London: The British Asian community is in "denial"
about the issue of Pakistani-origin men grooming white girls for
sex, a former British official has said.
Former Home Secretary Jack Straw was quoted by the Telegraph as
saying that a scandal, exposed by the trial of nine Asian men,
jailed for grooming and sexual abuse of white girls, raised a
problem which had to be "faced and addressed" within some
communities.
Another lawyer said he was preparing a case involving alleged
abuse of one girl in seven separate cities.
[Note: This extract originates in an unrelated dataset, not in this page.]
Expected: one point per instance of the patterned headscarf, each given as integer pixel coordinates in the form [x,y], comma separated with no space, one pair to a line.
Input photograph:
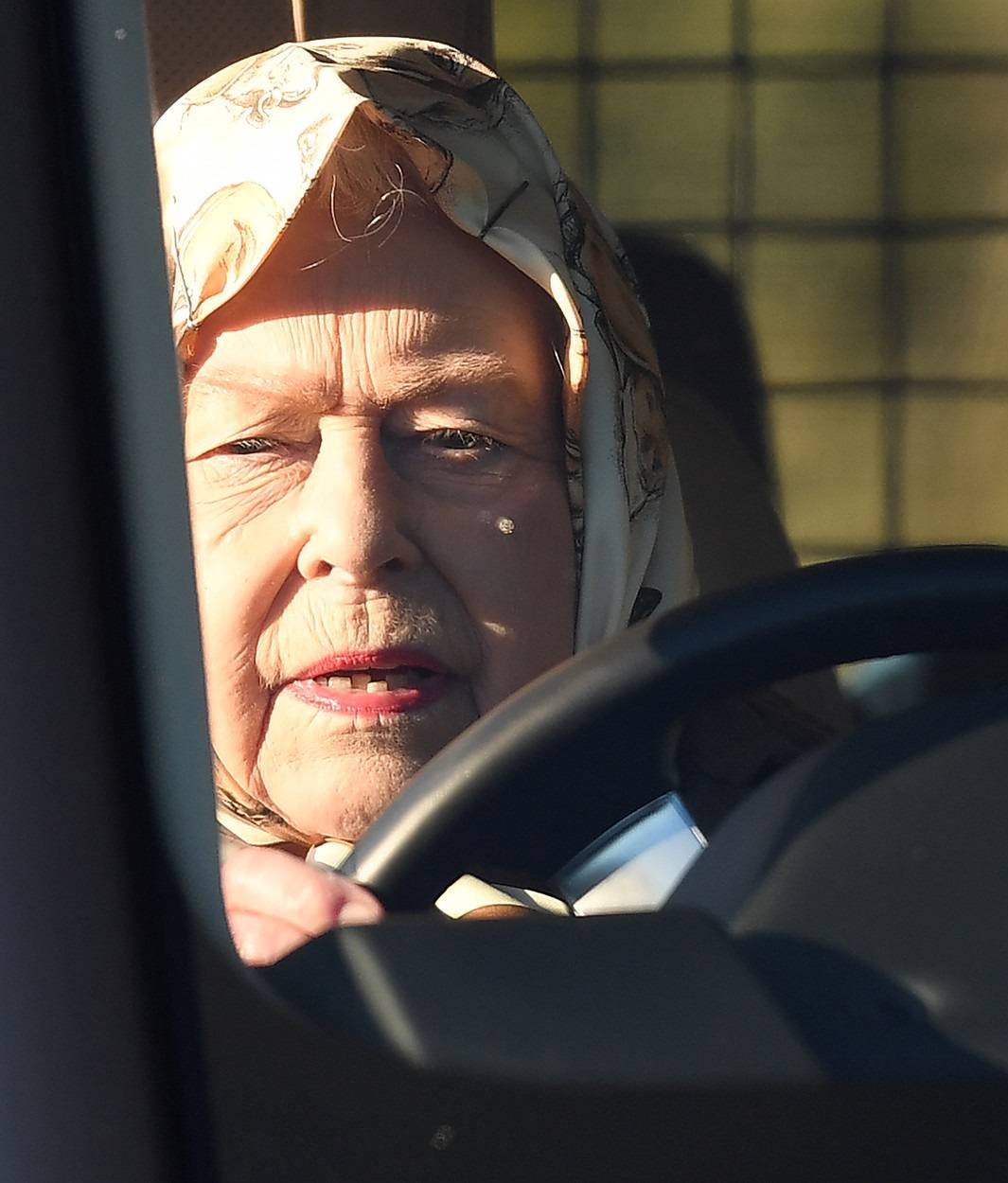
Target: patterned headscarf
[239,154]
The alleged abuse follows a similar pattern -- involving grooming
rings dominated by men from Pakistani backgrounds, who are often
taxi drivers, and who pick up girls and take them to flats for sex
with several men.
Straw, whose Blackburn and Darwen constituency in Lancashire has a
large Asian population, has angered some sections of the Muslim
community in the past by calling for women to remove veils which
cover their faces.
Last year, he also warned that white girls are sometimes treated
as "easy meat" for some young Asian men who are "fizzing and
popping with testosterone" but had no "outlet" within their own
community, the Telegraph said.
"There is an issue of ethnicity here which can't be ignored," he
told BBC Radio 4.
"It is true to say that overall if you go into the sex offenders
wings of prisons, there are proportionally more white offenders
than Asian offenders or black and we have got to deal with that
separately."
"But it is also correct that in terms of group grooming there is
an ethnic dimension which typically is of Asian men on white
girls," he said.
"And that is an issue which has to be faced and addressed within
the Asian community about what's going on there. That kind of
leads to a sense of denial by them that all this is going on.
These are small communities, so people will have a rough idea that
people are abusing white girls in this way," Straw was quoted as
saying.
A spokesman for the Network of Sikh Organisations said it was not
accurate to describe the grooming rings as an "Asian" problem.
"It is something that the leaders of the Muslim community, the
Pakistani community, need to address," he said.